Telling Keith they were holding his mother hostage and would kill her if he revealed their plans, Keith kept mum even after being rescued by Superman. Keith shortly returned to try to rescue his mother, but learned that the Underworlders weren’t holding her hostage at all. Keith then managed to signal Superman (using glow-in-the-dark spray paint to mark a large “S”-shield), and told the Man of Steel what was going on. Superman, of course, promptly put a stop to the Underworlders’ plans.

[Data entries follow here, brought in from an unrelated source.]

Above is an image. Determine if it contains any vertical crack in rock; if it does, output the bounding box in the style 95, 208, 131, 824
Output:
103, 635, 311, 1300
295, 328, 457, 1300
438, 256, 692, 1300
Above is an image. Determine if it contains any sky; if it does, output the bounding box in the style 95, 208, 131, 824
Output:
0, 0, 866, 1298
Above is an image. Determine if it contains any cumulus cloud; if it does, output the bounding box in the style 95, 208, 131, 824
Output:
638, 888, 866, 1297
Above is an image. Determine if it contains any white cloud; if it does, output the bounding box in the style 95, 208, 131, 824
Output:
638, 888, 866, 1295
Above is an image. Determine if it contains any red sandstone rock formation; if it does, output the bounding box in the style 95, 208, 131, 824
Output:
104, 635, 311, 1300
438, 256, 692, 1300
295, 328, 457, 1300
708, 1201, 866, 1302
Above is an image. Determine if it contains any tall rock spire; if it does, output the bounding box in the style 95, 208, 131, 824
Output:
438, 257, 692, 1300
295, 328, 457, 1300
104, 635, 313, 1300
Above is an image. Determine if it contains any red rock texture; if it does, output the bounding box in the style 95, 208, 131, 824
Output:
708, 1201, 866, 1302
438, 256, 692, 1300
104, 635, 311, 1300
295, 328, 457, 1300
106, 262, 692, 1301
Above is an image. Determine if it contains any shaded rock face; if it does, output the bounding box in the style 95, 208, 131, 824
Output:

Several years later, during the “Fall of Metropolis” storyline, Keith’s caretaker at the orphanage was killed (in “Man of Steel” #35) while protecting the children from a rampaging killer robot. Soon after, Keith met Alice White, the wife of “Daily Planet” editor Perry White. Alice took a liking to Keith, and soon managed to convince Perry that they should adopt the boy. Keith was reluctant at first, but soon afterwards, his mother passed away. After her funeral, Keith agreed to live with the Whites.

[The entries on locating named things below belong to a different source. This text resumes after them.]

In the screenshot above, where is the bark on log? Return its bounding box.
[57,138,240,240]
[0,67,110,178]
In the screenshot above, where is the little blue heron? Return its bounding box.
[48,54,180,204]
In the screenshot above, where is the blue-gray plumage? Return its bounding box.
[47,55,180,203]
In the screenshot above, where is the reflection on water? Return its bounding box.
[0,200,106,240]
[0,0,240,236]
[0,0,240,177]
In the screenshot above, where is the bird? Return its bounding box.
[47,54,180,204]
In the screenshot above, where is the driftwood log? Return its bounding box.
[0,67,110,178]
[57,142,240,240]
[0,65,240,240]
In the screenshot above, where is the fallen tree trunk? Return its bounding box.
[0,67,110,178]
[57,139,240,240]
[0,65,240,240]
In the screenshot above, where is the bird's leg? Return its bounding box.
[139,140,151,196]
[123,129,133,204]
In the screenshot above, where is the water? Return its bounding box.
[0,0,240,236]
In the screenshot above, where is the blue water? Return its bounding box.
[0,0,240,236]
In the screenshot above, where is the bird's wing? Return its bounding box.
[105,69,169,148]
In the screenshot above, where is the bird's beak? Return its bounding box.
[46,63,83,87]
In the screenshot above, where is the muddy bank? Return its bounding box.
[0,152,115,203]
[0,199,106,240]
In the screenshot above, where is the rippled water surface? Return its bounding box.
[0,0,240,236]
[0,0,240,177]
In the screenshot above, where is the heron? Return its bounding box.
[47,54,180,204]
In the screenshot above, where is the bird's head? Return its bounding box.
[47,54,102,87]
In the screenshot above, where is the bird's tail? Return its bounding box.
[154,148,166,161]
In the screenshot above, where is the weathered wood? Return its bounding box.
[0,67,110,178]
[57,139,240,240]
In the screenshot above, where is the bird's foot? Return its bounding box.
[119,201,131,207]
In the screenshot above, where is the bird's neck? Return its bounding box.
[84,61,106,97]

Like every other supporting character at the time in the Super-books, Keith was in attendance at the wedding of Lois Lane and Clark Kent in 1996’s “Superman: The Wedding Album.” Keith served as the happy couple’s ring-bearer.
Keith seemed forgotten by Superman writers after the 90s; he didn’t appear in 2000s stories. However, Keith put in one more appearance in 2011’s “Superman 80-Page Giant 2011” #1. Kevin’s shown as old enough to leave Metropolis to strike out on his own, which depresses Perry. Presumably, Keith, like Charlie Brown’s younger sister Sally, fell victim to the selective rapid aging sometimes seen in fiction.
From what I can tell, this is Keith’s final appearance to date. Soon after came DC’s New 52 reboot, which wiped out all previous Superman storylines (save somehow “The Death of Superman”). Given the great number of changes the New 52 wrought, it’s hard to tell if or when Kevin will return.